The original Woodstock concert was arguably the greatest single cultural mass event in Western Civilization history. It changed everything - projecting the new youth lifestyle into the world en masse. Every town & city in North America now has its own music festival, and everything from Presidential inaugurations to any peaking summit are described as the "Woodstock" of whatever the endeavor. And every 5 and 10 year anniversary since the original '69 masterpiece sees some attempt to recapture the magic. But only once in the 50 years since, has it successfully happily happened with a major concert with major acts over three days of a weekend - and that was Woodstock '94.
When you read this you're going to wish someone wrote the same book about '69. This is a take-you-there and bring-it-to-life account of not only going to the festival, but sneaking a van in, and parking right behind the main stage for the entire weekend! It's about going for it. Collecting Adventure Cards. Chasing down the Meaning of Life. About experiencing perfect moments, and how to seek them out, and how to preserve them when they happen. It's about finding your courage. Taking chances. Finding bliss. And bringing it home with you.

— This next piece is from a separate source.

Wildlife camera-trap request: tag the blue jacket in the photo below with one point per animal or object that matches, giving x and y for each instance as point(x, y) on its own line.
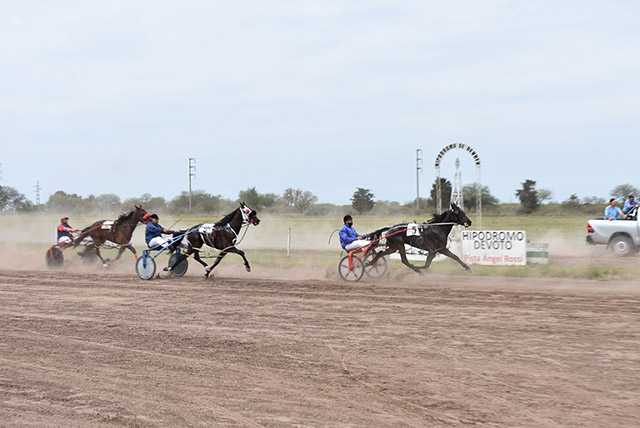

Specifically this covers the performances by (in order) Sheryl Crow, Joe Cocker, The Band & friends, Crosby, Stills & Nash, Aerosmith, the Allman Brothers, Traffic, the Neville Brothers, Bob Dylan, Jimmy Cliff and Peter Gabriel. Those acts and their mindset and ethos and spirit are who imbue the narrator and the book. Also present and prevalent here are the Spirits of John Lennon and Jim Hendrix who both made multiple appearances over the weekend. The book is optimistic, positive, and positively funny at times. It's playful, but factual.
The author was a reporter for a Canadian newspaper and carried with him a portable cassette recorder, capturing a couple dozen tapes filled with press conferences as they happened, and the voices of the people as the festival progressed from orderly to chaotic, from buttoned-down to fences down, as well as conversations with attentive concert goers and colorful town locals. The book also captures a now-quaint period of time when landline phones were how people reached the outside world, and maps were printed on paper, and word-of-mouth was the social network. It's about when festivals were still lawless, unsecured and unpredictable, when gates could be abandoned, and you could talk your way into or out of anything.
The book will also take the reader on a bone fide acid trip as the whole mad weekend climaxes in a sort of hippie Hunter Thompson meets a positive Lester Bangs on a Jack Kerouac road trip with a Neal Cassady catalytic Adventureman. It has the playful spirit of the Merry Pranksters with Abbie Hoffman's respect for authority.
It's romantically optimistic, with a practical Gets-Things-Done operating system. It places the reader on the field as the gates first open to the public, until Peter Gabriel sent everyone into orbit during Sunday's climax. It has transcribed speeches from the stage and backstage. It paints impressionistic pictures of a wildly colorful scene while making a Michael Wadleigh-worthy documentary in book form.
It's a How To Have Fun manual. It's about the only time the spirit of Yasgur's farm in '69 ever reappeared on a mass scale under the Woodstock banner. It's a parable of Adventure. It's a harmony of an eternal chorus. It transcends age. Teenagers lived it then, and still do today and can through this book - but people old enough to have been at the first one will recognize themselves in this and be empowered that the torch was passed on and it still blazing. And everyone in between who seeks out epiphanies can enjoy a likeminded tribe.